La relación del clero
con respecto a su obispo debería ser como la que existe en una familia. Pero la
labor de los obispos es, realmente, difícil porque si un padre tiene que tener
cuidado de no mostrar más afecto por un hijo que por otro, lo mismo ocurre en
un presbiterio.
Y eso es difícil porque unos
sacerdotes se hacen más de querer que otros, unos son más simpáticos, unos
tienen más virtudes. Otros, por el contrario, se muestran más parcos de
palabras, su conversación es más aburrida, o tienen capacidades menos patentes
que otros.
Con estos mimbres, la capacidad
de un prelado para dividir la tarta del afecto en partes iguales no es nada
fácil. Hasta Jesús tuvo un discípulo más querido entre todos. Y, entre los
Doce, tres eran de su mayor confianza.
Aun así, Jesús (entonces) y los
obispos (a lo largo de los siglos) hicieron lo posible para no dar pábulo a
unos sentimientos tan presentes en los humanos como son los celos. No digo que
existan celos en el presbiterio. Pero la semilla del Diablo siempre está pronta
a ser sembrada en cualquier recodo, en cualquier rincón.

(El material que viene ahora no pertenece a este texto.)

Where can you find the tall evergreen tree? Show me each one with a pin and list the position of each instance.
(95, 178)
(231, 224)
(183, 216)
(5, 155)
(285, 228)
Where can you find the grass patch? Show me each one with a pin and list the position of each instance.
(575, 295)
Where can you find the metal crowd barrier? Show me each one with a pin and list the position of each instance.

La semilla del infierno existe. Labor
es del obispo hacer lo que esté en su mano para tratar que esa semilla no
prenda en alguno de los miembros más débiles. Y, lo repito, se trata de una
tarea difícil, se haga lo que se haga.
Sabiendo esto, todos los obispos
deben estar alerta e intentar mostrar bondad paternal con aquellos miembros que
requieran más de ese reconocimiento humano, de ese cariño episcopal.
Pero esa bondad debe ser sincera.
Si un sentimiento es fingido, no servirá de nada. En esta materia, todos
distinguen la moneda verdadera de la falsa. El único modo de mostrar afecto por
más de cien presbíteros es quererlos de verdad. Pero no globalmente, sino uno a
uno. Y para eso el trato es imprescindible.